« FOLight est avant tout un moment d’échange entre des spécialistes qui s’occupent du cancer de l’ovaire et qui viennent d’horizons cliniques et de recherche différents. Notre objectif est d’échanger et d’explorer les opportunités thérapeutiques actuellement disponibles pour le traitement des tumeurs de l’ovaire, une pathologie complexe et difficile à gérer ». C’est ainsi que Sandro Pignata, directeur de l’oncologie gynécologique de l’Int-Irccs Fondazione Pascale de Naples, explique le sens de la rencontre scientifique qui réunit désormais des oncologues, des chercheurs et des jeunes universitaires engagés dans l’étude et le traitement du cancer de l’ovaire à Sorrente, dans le but de promouvoir la comparaison entre les centres cliniques et de recherche et de faire le point sur les innovations thérapeutiques les plus récentes. « Une attention particulière – poursuit Pignata – est accordée aux patients atteints d’une maladie résistante au platine, c’est-à-dire ceux qui ne répondent plus à la chimiothérapie traditionnelle et qui, historiquement, ont eu peu d’alternatives thérapeutiques. Aujourd’hui, cependant, une nouvelle perspective s’ouvre grâce à une catégorie innovante de médicaments, les anticorps conjugués à des médicaments, qui permettent d’administrer le traitement directement dans les cellules tumorales ».
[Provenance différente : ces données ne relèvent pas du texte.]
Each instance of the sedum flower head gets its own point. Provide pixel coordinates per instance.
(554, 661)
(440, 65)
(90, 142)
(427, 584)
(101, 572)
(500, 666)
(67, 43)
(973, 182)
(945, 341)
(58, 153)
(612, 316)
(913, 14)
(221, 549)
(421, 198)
« En particulier – précise-t-il – nous discutons d’un médicament comme le mirvetuximab, qui représente l’une des innovations les plus pertinentes dans ce domaine et qui offre de nouvelles possibilités thérapeutiques à une population de patients qui, jusqu’à récemment, disposait d’options très limitées ». L’un des éléments centraux de l’événement a été l’implication des nouvelles générations de chercheurs à travers le projet Next Stars, qui a donné un espace aux jeunes pour présenter les résultats de leurs recherches. « Il y a ici aujourd’hui plus de 200 spécialistes et une grande partie sont des jeunes – souligne Pignata – L’oncologie gynécologique peut compter sur de nombreux jeunes talentueux qui font leur chemin non seulement au niveau national mais aussi international. Il est important de les impliquer dans l’innovation, car pour regarder vers l’avenir, nous avons besoin de jeunes esprits capables d’apporter de nouvelles idées à la recherche ».
« Avec des initiatives comme Next Stars – poursuit le spécialiste – nous voulons offrir aux jeunes la possibilité de présenter leurs travaux, d’interagir avec des experts et de grandir au sein de la communauté scientifique. Nous leur avons demandé d’apporter des posters avec leurs expériences de recherche : beaucoup sont arrivés et ils seront soigneusement évalués. Certains de ces jeunes chercheurs seront récompensés ». Au cours de la réunion, un espace important a également été consacré aux nouvelles lignes directrices de la Société européenne d’oncologie médicale (Esmo), qui redéfinissent le parcours thérapeutique des patientes atteintes d’un cancer de l’ovaire à la lumière des innovations scientifiques les plus récentes. « Le parcours thérapeutique a changé et les lignes directrices européennes ont déjà reconnu l’arrivée de ces nouveaux médicaments – remarque Pignata – Dans la condition de résistance au platine, les patients qui expriment le récepteur cible de l’anticorps peuvent désormais bénéficier de cette thérapie, qui représente désormais le standard de soins au niveau international et heureusement aussi en Italie ». « La maladie résistante au platine était certainement une sorte de chambre noire. L’arrivée de ces médicaments – conclut-il – apporte aujourd’hui une lumière importante, car les études cliniques ont démontré une amélioration de la survie. Cela signifie que les patients peuvent vivre plus longtemps et avec de meilleures perspectives de traitement que par le passé ».